The three-way chicken-egg problem may be understood this way: DNA requires decoding machines, but the instructions to make those decoding machines are themselves written on the DNA. Most of the machines involved in DNA decoding need to be powered by the energy that comes from Adenosine triphosphate (ATP), which is made by the ATP synthase motor. But the motor is built from instructions on the DNA, read by decoding machines, using ATP. So you have a three-way chicken and egg problem. This problem is equally applicable to the RNA world hypothesis.
In fact, the three-way problem is an understatement. None of the replication or decoding of DNA could occur unless there were topoisomerases to prevent tangling up, some of which require ATP. But the instructions to build a topoisomerase are on the DNA, but they can’t be decoded without pre-existing topoisomerases.
Besides, how did random processes write their own software on the DNA or RNA? Without encoded information, RNA is useless gunk. DNA is so unstable that without pre-existing DNA repair mechanisms in place, it cannot last a few generations. See: New DNA repair enzyme discovered. Yet this problem is even worse for RNA since it is even more unstable than DNA. Evolutionists do not have a convincing solution around this problem.
So why do evolutionists appeal to RNA if it has all the problems of DNA and worse? It is because RNA has a weak potential of acting as a ribozyme, but we have already explained why this does not help the RNA world hypothesis at all. All the major problems with the DNA world are still there, except that now, it is even more unstable. If a DNA world hypothesis is problematic for evolution, the RNA world is even more improbable. We have more information in the ’Related Articles’ section below the article.
There is a new article out that says scientists have made a pig embryo and fertilized it with monkey cells. [link deleted as per feedback rules] Could you guys do an article on it and whether it proves evolution?
Scientists in China now claim to have created the first full-term pig-monkey chimera.2 The researchers injected monkey stem cells into fertilized pig embryos, before implanting them in a sow. Two piglets were born with a small proportion of monkey cells scattered within its heart, lungs, skin, spleen and liver.
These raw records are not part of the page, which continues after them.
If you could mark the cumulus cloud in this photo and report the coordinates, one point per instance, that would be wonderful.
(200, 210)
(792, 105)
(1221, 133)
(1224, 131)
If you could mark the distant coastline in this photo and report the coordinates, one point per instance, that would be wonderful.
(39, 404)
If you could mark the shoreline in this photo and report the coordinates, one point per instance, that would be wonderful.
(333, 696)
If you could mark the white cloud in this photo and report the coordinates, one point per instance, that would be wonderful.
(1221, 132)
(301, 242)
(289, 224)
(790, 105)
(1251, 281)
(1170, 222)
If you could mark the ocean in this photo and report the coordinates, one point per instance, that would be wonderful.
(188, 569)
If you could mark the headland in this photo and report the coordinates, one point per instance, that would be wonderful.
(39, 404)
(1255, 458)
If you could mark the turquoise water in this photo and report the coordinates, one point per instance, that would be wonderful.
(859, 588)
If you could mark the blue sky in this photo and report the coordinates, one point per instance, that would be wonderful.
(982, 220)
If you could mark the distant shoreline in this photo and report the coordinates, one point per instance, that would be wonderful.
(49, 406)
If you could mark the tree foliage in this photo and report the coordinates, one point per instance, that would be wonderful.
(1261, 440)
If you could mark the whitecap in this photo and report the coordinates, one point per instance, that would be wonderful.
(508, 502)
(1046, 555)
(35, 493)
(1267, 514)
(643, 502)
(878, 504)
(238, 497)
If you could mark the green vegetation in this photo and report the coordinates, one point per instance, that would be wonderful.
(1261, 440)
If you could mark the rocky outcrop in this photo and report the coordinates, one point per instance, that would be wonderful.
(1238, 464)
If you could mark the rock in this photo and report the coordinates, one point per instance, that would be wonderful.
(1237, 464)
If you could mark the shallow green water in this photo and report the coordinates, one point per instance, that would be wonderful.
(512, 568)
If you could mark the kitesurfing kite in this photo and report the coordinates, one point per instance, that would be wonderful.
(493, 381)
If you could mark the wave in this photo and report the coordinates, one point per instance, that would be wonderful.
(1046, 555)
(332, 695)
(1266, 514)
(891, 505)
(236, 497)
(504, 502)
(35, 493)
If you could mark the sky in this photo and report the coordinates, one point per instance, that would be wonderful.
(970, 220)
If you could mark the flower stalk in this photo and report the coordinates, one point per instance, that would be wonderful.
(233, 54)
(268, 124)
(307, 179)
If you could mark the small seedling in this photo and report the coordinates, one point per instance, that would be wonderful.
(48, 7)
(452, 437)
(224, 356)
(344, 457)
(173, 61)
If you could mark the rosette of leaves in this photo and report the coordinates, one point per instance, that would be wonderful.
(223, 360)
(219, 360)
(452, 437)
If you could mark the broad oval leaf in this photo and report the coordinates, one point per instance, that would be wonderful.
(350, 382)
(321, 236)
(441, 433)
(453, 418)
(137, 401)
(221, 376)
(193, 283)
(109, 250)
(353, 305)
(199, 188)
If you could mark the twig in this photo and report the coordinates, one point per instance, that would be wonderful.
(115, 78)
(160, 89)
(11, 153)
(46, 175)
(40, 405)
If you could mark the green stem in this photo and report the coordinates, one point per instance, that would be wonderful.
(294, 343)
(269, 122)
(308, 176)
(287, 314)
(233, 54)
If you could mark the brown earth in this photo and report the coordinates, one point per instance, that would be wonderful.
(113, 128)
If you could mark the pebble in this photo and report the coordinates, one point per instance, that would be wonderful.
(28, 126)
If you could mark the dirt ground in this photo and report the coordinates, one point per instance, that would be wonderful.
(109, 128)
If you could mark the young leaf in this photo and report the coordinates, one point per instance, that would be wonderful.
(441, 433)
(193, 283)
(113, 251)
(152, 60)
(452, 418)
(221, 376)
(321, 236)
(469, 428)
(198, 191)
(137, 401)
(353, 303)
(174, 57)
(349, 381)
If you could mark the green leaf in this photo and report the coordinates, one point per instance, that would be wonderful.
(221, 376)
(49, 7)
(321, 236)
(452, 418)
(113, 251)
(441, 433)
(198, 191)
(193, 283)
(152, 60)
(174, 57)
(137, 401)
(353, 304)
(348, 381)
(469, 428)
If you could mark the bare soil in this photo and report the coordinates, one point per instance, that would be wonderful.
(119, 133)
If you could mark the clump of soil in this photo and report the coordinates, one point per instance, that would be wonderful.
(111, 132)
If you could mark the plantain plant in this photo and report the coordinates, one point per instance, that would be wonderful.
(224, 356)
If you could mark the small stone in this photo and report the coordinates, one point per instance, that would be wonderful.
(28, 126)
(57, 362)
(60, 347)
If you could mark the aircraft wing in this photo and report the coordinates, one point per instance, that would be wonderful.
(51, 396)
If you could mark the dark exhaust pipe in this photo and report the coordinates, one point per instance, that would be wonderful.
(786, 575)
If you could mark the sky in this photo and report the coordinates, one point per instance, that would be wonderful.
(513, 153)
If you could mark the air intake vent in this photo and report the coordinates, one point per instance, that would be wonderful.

In this case, since the monkey cells were implanted early in its development, the resulting pig-chimera had some monkey cells distributed over several different organs at a ratio of around one monkey cell for every 1,000 to 10,000 cells. Out of 4000 implanted embryos, only 10 survived to term, and from these, only two had monkey cells and both died within a week after birth.
Many of the main principles about this issue were explained about two years ago in the article Monkeying around with cloning.
The dominion mandate in the Genesis 1:26–28 gave mankind the permission to subdue the created order for his own benefit. As such, there is nothing wrong with animal-animal chimera technology if it is used in a responsible manner. However, just as fire may be either useful or destructive depending on how it is used, chimera technology opens a can of worms: assuming that it is technologically possible, what are we to do with human-animal chimeras?
The dominion mandate in Genesis does not extend to other human beings, and the Bible is also clear that life begins at conception. In other words, the Bible prohibits any experiment that would lead to the intentional destruction or disablement of human embryos. The pig-monkey chimera resulted in the destruction of 4,000 embryos. If these had been human embryos, it would be murder.